The crwth is a medieval instrument, which disappeared from Wales around the end of the eighteenth century. It has only fairly recently been reclaimed as a contemporary musical instrument, with perhaps around twenty players by now. Resurrecting a dead instrument is an interesting challenge, not only in terms of learning how to play but also in terms of what to play. No book of crwth tunes as such has survived, if indeed there ever was one. Every player has had to work out his own solution to the problem, some concentrating on the medieval repertoire, others on folk tunes, and others on using the crwth as accompaniment. There is nobody to set the rules – which is part of the appeal.
First one must learn how to play the crwth, and understand what sort of tunes are likely to work on it.

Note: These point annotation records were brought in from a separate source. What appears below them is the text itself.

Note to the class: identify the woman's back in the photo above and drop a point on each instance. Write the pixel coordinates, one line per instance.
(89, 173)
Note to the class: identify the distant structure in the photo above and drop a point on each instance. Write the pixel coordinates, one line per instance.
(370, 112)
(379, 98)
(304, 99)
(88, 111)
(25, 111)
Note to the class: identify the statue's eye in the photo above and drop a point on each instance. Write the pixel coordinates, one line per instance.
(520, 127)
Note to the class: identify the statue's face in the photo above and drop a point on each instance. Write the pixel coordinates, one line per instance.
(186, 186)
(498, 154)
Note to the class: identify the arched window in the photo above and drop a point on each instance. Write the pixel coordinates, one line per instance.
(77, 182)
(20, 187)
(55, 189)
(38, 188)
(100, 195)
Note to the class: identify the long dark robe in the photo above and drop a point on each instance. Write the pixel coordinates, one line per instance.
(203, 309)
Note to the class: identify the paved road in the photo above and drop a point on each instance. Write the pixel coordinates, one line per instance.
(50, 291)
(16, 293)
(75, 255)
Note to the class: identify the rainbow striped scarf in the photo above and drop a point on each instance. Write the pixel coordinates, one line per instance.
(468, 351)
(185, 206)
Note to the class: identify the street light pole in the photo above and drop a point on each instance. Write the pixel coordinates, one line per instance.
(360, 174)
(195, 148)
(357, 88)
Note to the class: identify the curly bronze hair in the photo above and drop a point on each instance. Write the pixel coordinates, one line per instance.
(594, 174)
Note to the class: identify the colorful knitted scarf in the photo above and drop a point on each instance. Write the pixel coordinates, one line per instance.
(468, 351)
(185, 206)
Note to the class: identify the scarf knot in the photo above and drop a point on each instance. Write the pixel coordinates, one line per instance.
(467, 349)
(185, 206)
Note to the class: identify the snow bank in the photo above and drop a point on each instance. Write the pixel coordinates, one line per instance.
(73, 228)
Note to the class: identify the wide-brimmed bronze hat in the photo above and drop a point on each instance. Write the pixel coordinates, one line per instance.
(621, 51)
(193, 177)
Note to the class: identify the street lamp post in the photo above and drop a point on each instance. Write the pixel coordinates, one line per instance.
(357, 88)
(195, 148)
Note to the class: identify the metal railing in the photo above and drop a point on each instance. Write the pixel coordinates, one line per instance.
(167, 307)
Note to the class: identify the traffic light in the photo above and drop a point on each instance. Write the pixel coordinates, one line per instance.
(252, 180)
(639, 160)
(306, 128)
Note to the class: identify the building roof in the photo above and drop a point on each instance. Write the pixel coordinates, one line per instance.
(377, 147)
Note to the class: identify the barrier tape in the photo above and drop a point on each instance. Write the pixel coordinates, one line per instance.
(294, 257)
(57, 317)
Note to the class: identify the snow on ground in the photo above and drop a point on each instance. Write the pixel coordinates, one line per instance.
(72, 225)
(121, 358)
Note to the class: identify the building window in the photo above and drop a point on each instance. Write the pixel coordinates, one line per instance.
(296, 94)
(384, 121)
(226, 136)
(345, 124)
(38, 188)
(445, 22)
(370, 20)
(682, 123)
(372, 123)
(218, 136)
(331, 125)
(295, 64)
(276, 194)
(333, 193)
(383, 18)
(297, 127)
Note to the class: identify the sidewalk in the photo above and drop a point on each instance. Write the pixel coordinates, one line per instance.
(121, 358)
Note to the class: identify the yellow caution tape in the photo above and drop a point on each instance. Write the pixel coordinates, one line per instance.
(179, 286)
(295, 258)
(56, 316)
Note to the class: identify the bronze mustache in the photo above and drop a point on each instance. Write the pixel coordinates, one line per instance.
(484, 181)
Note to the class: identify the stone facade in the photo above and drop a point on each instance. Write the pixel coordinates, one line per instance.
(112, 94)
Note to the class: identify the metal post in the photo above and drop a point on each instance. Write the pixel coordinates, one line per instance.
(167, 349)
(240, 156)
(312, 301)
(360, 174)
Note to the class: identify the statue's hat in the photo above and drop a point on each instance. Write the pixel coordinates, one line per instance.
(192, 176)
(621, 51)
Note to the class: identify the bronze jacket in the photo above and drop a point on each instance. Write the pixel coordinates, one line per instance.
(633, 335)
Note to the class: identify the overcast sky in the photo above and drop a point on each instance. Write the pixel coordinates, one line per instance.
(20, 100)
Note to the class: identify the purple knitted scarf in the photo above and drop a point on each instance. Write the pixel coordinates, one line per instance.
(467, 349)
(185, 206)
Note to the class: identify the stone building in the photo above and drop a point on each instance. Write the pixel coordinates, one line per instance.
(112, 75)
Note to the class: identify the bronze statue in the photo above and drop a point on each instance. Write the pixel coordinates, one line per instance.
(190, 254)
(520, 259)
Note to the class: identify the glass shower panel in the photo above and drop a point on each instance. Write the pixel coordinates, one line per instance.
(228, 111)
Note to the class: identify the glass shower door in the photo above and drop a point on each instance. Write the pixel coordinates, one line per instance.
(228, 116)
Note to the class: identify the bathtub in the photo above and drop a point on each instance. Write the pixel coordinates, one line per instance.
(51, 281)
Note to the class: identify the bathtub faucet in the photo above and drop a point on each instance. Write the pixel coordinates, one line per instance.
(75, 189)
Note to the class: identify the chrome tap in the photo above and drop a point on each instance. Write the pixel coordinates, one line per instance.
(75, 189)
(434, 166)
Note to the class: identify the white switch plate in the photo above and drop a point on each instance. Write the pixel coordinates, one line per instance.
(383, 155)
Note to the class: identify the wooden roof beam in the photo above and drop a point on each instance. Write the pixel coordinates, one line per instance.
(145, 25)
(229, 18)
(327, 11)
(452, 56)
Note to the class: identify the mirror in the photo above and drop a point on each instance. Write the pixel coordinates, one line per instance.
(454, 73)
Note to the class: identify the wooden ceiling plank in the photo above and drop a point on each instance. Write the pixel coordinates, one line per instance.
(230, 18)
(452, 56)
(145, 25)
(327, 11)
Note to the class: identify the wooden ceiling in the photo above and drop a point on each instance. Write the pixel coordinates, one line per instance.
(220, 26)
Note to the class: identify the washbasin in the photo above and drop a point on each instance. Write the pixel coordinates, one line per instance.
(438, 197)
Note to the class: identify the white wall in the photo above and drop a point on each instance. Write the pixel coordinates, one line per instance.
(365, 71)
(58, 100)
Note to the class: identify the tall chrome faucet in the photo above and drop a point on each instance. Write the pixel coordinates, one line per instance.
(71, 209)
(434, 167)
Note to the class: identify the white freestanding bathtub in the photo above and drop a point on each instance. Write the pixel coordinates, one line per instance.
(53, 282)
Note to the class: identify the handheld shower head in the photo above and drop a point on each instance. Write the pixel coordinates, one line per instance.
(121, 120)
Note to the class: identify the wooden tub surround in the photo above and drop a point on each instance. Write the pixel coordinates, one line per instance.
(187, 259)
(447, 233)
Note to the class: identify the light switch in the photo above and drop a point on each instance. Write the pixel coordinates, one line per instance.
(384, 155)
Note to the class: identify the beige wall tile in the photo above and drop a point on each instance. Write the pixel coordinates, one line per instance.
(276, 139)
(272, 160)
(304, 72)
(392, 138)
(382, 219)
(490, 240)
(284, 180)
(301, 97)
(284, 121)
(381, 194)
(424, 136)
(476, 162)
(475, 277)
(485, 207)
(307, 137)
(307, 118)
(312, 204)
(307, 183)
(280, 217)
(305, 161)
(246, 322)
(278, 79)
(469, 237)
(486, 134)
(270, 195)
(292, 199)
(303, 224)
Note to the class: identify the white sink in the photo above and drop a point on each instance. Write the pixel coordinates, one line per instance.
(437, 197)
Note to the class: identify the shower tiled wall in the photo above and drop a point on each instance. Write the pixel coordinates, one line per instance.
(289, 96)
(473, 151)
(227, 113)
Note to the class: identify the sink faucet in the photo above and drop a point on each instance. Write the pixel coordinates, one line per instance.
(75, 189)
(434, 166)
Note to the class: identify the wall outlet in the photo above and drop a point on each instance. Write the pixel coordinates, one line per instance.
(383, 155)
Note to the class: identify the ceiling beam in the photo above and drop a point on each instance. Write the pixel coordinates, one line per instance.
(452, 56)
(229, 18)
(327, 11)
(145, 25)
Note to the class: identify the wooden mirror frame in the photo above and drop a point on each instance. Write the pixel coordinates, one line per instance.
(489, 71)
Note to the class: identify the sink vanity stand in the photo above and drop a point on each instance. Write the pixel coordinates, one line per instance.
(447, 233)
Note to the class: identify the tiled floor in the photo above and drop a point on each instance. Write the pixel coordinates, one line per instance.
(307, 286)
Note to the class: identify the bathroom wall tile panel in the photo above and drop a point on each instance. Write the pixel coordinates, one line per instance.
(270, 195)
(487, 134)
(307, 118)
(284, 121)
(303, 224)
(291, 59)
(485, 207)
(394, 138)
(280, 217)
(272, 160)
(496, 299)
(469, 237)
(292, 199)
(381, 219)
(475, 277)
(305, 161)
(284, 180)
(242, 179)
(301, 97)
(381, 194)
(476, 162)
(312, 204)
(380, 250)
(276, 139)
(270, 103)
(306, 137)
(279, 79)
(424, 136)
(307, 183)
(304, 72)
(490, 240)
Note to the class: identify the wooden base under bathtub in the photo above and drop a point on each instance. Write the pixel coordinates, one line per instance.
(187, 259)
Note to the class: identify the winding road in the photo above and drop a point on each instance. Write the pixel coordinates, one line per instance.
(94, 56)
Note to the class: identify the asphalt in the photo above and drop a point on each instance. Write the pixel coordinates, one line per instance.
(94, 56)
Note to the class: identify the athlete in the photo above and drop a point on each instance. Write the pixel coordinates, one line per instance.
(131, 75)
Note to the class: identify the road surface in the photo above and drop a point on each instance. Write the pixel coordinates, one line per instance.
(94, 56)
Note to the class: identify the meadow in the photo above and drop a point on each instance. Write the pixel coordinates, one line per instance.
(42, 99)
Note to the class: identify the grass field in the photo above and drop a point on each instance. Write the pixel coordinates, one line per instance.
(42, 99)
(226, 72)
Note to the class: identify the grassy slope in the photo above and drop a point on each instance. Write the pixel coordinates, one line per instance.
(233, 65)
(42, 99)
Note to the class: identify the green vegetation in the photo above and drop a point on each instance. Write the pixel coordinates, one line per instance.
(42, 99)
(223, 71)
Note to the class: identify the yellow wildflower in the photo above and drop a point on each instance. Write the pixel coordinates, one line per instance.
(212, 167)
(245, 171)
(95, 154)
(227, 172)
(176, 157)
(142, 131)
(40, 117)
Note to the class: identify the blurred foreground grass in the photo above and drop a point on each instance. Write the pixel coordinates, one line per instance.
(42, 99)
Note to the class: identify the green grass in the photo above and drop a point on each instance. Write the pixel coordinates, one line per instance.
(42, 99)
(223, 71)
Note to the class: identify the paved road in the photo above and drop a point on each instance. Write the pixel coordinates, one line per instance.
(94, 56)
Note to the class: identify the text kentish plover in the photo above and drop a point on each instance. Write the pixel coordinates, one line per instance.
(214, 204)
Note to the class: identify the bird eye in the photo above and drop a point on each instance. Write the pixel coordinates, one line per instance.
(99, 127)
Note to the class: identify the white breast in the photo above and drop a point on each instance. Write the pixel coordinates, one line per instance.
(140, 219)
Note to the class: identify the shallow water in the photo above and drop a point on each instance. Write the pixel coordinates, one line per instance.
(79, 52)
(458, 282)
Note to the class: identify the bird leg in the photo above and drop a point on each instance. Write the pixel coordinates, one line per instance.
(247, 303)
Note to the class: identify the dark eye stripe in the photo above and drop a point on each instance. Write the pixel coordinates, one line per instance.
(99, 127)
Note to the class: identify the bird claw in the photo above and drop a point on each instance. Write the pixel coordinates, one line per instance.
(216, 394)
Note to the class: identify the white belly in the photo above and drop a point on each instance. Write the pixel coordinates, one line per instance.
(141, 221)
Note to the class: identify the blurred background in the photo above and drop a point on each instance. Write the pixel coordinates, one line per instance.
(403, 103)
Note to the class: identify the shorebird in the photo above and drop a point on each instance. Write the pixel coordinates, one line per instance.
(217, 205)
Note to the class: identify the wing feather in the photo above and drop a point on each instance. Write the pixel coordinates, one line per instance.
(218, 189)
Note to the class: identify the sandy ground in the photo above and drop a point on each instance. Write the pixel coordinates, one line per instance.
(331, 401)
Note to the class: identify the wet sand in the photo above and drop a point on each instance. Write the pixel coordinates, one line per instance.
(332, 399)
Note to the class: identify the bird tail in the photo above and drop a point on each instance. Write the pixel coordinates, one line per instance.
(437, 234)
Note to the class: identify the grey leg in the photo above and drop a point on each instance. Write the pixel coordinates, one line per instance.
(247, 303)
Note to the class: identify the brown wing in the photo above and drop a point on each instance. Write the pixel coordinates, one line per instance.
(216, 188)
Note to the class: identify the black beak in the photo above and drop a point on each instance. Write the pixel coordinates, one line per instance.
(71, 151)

It is often said (mainly by fiddlers) that the crwth is a limited, primitive instrument. They mean that it doesn’t do what a fiddle does, preferably at the first attempt. The crwth is a sophisticated and highly expressive instrument; but it requires a degree of humility and several years of practice before revealing its secrets. Crwths, in fact, play crwth music, in much the same way as pipes play pipe tunes and voices sing songs.
As far as melody is concerned, the crwth has around an octave and a half within reasonably easy reach, with rich drones and chords above and below. With six strings and a completely flat bridge (which means one can bow all six at the same time), it is full of harmonic potential, and also has rhythmic special effects by plucking strings with the left thumb. The upper notes are reached by moving the left hand up the fingerboard, which means it makes sense to choose tunes of a fairly narrow compass which (more importantly) don’t jump around too much. Forget the jigs and reels, and think in terms of harmony and drones.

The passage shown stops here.